Sounds good to me. The FreeBSD stuff was entirely dry-coded, because I happened to look into system call semantics because I ran into interesting crashes the moment I started doing optimized Linux builds a looooooong time ago.
All in all, the optimization-clobbering situation was the most pernicious issue with getting this right. Initially, everything was fine, until I did a speed build.

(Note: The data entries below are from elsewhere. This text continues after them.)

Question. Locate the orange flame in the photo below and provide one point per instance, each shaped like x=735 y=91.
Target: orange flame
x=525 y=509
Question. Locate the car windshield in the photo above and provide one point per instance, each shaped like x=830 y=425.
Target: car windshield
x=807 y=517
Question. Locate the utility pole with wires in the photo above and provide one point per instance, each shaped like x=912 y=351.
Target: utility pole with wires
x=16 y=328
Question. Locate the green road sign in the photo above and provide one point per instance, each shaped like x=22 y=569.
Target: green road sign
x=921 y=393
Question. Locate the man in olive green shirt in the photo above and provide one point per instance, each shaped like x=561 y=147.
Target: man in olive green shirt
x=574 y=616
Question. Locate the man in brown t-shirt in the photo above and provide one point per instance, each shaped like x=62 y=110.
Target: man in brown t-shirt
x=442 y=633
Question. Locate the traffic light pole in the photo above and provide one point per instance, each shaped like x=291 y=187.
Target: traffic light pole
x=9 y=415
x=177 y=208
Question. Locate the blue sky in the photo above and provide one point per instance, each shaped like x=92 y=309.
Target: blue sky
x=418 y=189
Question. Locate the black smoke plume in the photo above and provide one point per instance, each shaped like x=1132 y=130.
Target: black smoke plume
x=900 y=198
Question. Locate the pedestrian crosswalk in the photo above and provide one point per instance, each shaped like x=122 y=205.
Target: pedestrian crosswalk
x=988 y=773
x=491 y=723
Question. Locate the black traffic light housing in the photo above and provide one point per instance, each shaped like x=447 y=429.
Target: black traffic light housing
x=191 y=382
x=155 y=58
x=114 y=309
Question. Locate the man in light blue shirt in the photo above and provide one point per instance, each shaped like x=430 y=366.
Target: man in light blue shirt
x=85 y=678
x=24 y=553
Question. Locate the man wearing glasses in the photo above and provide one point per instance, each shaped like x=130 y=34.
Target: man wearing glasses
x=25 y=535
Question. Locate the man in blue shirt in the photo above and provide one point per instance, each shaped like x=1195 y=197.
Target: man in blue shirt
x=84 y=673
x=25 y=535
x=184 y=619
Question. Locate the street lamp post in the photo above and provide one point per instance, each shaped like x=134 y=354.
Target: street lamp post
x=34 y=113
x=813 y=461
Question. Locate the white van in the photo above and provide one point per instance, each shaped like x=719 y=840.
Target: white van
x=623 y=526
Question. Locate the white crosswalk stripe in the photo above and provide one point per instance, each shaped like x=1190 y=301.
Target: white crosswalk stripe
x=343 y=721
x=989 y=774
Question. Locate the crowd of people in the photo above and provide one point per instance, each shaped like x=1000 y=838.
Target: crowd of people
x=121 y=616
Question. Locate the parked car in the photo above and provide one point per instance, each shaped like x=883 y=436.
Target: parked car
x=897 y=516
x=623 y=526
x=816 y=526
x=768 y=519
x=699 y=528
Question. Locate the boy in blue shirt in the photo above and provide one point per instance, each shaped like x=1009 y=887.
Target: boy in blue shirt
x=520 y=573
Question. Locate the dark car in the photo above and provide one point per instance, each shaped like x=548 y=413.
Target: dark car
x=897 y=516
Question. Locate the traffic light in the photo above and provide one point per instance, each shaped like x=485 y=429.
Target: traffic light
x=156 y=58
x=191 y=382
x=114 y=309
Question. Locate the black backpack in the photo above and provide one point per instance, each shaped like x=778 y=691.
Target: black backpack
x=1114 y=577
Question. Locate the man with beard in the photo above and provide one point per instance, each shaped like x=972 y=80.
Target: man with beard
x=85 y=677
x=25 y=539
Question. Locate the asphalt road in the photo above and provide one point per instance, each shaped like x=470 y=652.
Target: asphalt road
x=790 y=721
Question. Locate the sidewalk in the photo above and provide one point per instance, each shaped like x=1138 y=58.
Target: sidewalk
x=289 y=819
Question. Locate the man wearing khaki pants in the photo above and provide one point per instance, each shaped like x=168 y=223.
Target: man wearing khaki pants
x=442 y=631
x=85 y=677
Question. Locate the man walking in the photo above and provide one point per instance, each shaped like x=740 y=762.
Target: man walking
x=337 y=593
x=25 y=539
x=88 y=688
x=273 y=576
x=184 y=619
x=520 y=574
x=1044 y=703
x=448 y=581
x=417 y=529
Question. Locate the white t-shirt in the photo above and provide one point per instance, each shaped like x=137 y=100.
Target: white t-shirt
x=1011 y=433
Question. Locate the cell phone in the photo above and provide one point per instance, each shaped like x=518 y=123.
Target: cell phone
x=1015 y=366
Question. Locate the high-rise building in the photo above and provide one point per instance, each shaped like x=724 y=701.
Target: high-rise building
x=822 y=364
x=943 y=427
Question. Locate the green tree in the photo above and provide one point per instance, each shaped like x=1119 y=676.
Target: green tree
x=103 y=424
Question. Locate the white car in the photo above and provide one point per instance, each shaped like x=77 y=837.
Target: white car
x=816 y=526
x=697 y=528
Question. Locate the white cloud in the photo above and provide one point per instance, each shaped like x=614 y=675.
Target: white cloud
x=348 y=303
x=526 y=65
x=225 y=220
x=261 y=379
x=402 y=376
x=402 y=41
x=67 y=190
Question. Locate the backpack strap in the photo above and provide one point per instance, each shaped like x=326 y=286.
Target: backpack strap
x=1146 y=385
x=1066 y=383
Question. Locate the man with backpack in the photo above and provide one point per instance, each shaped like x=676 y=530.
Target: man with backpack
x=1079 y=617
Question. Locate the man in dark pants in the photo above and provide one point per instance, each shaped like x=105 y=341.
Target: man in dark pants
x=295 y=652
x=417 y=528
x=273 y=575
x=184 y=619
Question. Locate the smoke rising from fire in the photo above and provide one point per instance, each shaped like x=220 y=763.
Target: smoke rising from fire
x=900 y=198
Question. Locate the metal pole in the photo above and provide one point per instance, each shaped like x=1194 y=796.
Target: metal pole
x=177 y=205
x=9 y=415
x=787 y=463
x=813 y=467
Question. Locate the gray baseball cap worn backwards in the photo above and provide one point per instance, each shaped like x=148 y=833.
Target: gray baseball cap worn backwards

And now we've come full-circle.
- @andreas-jonsson I have updated your native NetBSD futex implementation to use the new
syscall_bsd. I want to note that I saw you were casting the result to anintand checking against-1. Did this actually work? I was a bit confused, because when I tried it with the new syscall - which doesn't do any sort of casting or signing - returned a regular positive error number into auintptr. I would have expected a very large number if NetBSD returns negative numbers on error. If you could take a look at the updated code, I would appreciate it.
I have to check. I think I just copied the Linux code. Since it was suppose to be API compatible.
It probably is API compatible but not necessarily ABI compatible, if I had to take a guess based on everything I've seen so far.